The sharp declines in the value of investments could tempt people to head for the safety of cash for the time being. However, losses are not losses until you crystallise them, and possibly the worst thing anyone could do now, would be to redeem investments.

A recent article from Schroders acknowledged that, while markets have been quick to react to the severity of the Coronavirus – in terms of their falls – history shows that stock markets also have a tendency to bounce back quickly.

Over the past three decades, the strongest five-year rebound for the UK’s stock market (as measured by the FTSE All-Share) was a return of 134%*. That was after the ten worst days of the banking crisis turbulence on 2 March 2009.

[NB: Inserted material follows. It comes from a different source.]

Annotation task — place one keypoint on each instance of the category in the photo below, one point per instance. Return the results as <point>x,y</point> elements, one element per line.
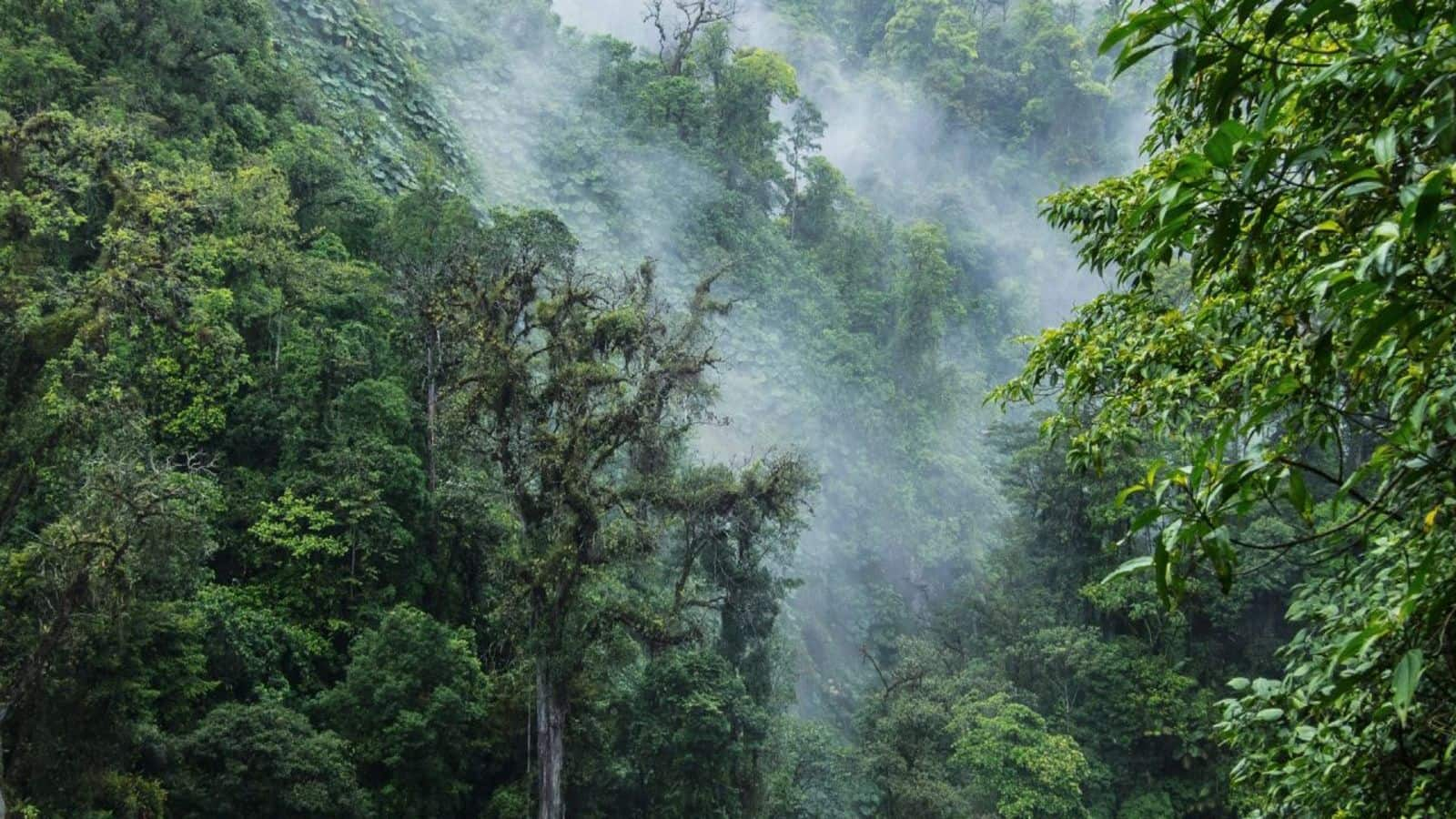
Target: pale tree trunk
<point>551,743</point>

I’m not suggesting for one second that now is the time for investors go piling into the market, with no regard for the consequences – far from it. Tyson Fury would be the first to admit that his approach was a calculated one and that, if he was not careful, he would have ended up flat on his back staring at the lights.

But there are plenty of great active fund managers out there who will be taking calculated risks and topping up on investments at much lower prices and, possibly, sowing the seed for the next big equity rally. Buying in the midst of panics can be very profitable, it’s just emotionally hard to do!

For those wondering where on earth to put their ISA allowance this year, here are some ideas:

Cautious investor – Polar Capital Global Insurance

Everything around us is insured, regardless of economic boom or bust, which gives this fund some very nice defensive characteristics. Managed by Nick Martin, Polar Capital Global Insurance has proven its ability to perform in all market conditions. Investing all around the world, the 30-35 stock portfolio does usually have a bias towards US firms, as the team believes they are typically better stewards of capital. The fund is predominantly invested in large companies but does have some mid and small-cap exposure.

Contrarian investor – ES R&M UK Recovery

These are the sorts of markets where contrarian investors often come to the fore. Finding undervalued companies that are yet to deliver on their potential is the aim of the ES R&M UK Recovery fund, with manager Hugh Sergeant using his three decades of investing experience to identify companies where he believes management have the capability to turn things around. Hugh looks to add to his holdings at almost fire-sale prices in volatile times – such as those we are currently experiencing – and will be patient with their turnaround.

Income investor – BNY Mellon Global Income

Having witnessed the start of an oil price war this week, investors are rightly nervous that pressure on oil company profit margins could result in pressure on dividend payments in the coming months if neither Russia nor Saudi Arabia back down. So some income investors may be looking to diversify their income portfolios more. BNY Mellon Global Income manager, Nick Clay, has created a disciplined stock-picking process that has proven itself over time, providing good total returns and a decent level of income from stocks across the globe.

Brave investor – Invesco China Equity

Believe it or not, after an extremely rocky start to the year, the Chinese stock market, as measured by the MSCI China index, is down just 5.12%** – outperforming the MSCI World index, which is down 14.22%** and the FTSE All Share, which is down 19.86%**. The first to succumb to the Coronavirus, the country could be the first to recover. Invesco China Equity is down just 0.76%**. The managers aim to identify companies with a competitive advantage over their peers, and sustainable leadership in their industry and specifically target companies they feel are undervalued by about 25-30%.

*Source: Schroders Insights: How stock markets perform after heavy falls
**Source: FE Analytics, total returns in sterling, 1 January 2020 to 10 March 2020

The views of the author and any people interviewed are their own and do not constitute financial advice. However the knowledge that professional analysts have analysed a fund or trust in depth before assigning them a rating can be a valuable additional filter for anyone looking to make their own decisions. Before you make any investment decision make sure you’re comfortable and fully understand the risks. If you invest in fund or trust make sure you know what specific risks they’re exposed to. Past performance is not a reliable guide to future returns. Remember all investments can fall in value as well as rise, so you could make a loss.